I don’t write much about single-payer or Medicare for All anymore, at least not directly; this whole newsletter is sort of about why we need those things, but I’m rarely writing about the actual policy, even when I’m describing things that it could fix. When I used to write about Medicare for All, it made sense to me to do so, because I believed it was possible that Bernie Sanders could become president. I don’t think anyone could confidently say what politics would look like after that, and sure, it could have included Medicare for All, or something close, or at least something significantly better than all this. (I certainly think Bernie’s much-mocked suggestion of holding rallies in West Virginia to persuade Joe Manchin could only have had better outcomes than whatever Joe Biden has done to get nothing at all from him. At least someone might have keyed his car on their way out of the state.) I used to spend time thinking about how things would work under Medicare for All, like how the government would decide which drugs to cover, or what we could do to stop private insurance from creeping back in.
Now, writing about how healthcare would work under Medicare for All feels like picking out the type of bathroom tile I’d put in my mansion: Theoretically achievable, and maybe helpful for figuring out what I might want in less perfect circumstances, but mostly just depressing. God bless anyone who doesn’t let that stop them, sincerely, but it’s not me. I don’t have room for hope, or the strength of character to hold onto it in spite of everything.
And then something like this comes along: A study estimating that the United States could have seen 212,000 fewer deaths from coronavirus if we had single-payer healthcare.
The study, published in PNAS, identifies several catastrophic factors behind the United States’ miserably high death toll that a single-payer system would have avoided. Better primary care and reduced comorbidities, for example, would have left far fewer people vulnerable to the virus; the lack of insurance ‘churn,’ the sanitized term for people losing their health insurance, would have made it easier for sick people to see the doctor. It is full of straightforwardly true points like this that reflect our maddening reality, for example: “Removing financial obstacles to care can accelerate diagnosis. More timely medical attention increases the probability of recovery from COVID-19 infection.” Completely obvious, and yet totally unaddressed by our non-system, and with no proposed remedies on the horizon. Not even close.

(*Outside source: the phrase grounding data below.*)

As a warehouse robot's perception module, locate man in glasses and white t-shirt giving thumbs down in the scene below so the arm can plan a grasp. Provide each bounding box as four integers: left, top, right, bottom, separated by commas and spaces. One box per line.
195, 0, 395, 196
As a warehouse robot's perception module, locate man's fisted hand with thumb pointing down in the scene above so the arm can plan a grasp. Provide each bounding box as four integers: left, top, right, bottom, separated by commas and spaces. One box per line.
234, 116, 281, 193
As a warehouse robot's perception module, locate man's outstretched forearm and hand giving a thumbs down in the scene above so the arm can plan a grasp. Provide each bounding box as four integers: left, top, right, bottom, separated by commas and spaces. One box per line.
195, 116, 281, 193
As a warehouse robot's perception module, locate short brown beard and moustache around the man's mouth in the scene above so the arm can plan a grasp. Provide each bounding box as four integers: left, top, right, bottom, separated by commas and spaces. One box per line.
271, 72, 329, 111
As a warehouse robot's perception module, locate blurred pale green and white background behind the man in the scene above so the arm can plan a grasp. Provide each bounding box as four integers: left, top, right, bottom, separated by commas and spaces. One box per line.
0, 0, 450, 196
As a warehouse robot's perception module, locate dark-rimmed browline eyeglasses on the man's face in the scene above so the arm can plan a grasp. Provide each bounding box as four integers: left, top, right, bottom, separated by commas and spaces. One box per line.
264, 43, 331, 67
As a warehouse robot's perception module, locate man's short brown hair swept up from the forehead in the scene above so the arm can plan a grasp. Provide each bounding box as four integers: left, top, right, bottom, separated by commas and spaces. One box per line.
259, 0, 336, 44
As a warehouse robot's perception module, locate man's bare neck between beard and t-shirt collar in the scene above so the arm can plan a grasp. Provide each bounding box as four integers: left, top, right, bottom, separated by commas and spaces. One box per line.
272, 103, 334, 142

It’s a little shock to the system, to remember exactly how different things could have been, after two years of getting used to the idea of things being the same forever. It hurts, and it doesn’t do to go around thinking about it all the time, in a world where a Democratic Congress can’t even find its way to giving more free money to insurance companies so that people can keep their bad coverage. It takes effort to remind yourself that better things are possible when the Better Things Aren’t Possible crowd has an iron grip on politics and the discourse. We really could have had all this; it is absolutely within the United States’ capacity to do so. Other places have it right now. And people died because we didn’t. I am not strong enough to find hope again, here in the darkness, but it is still good, sometimes, to open the blinds and let the harsh light in.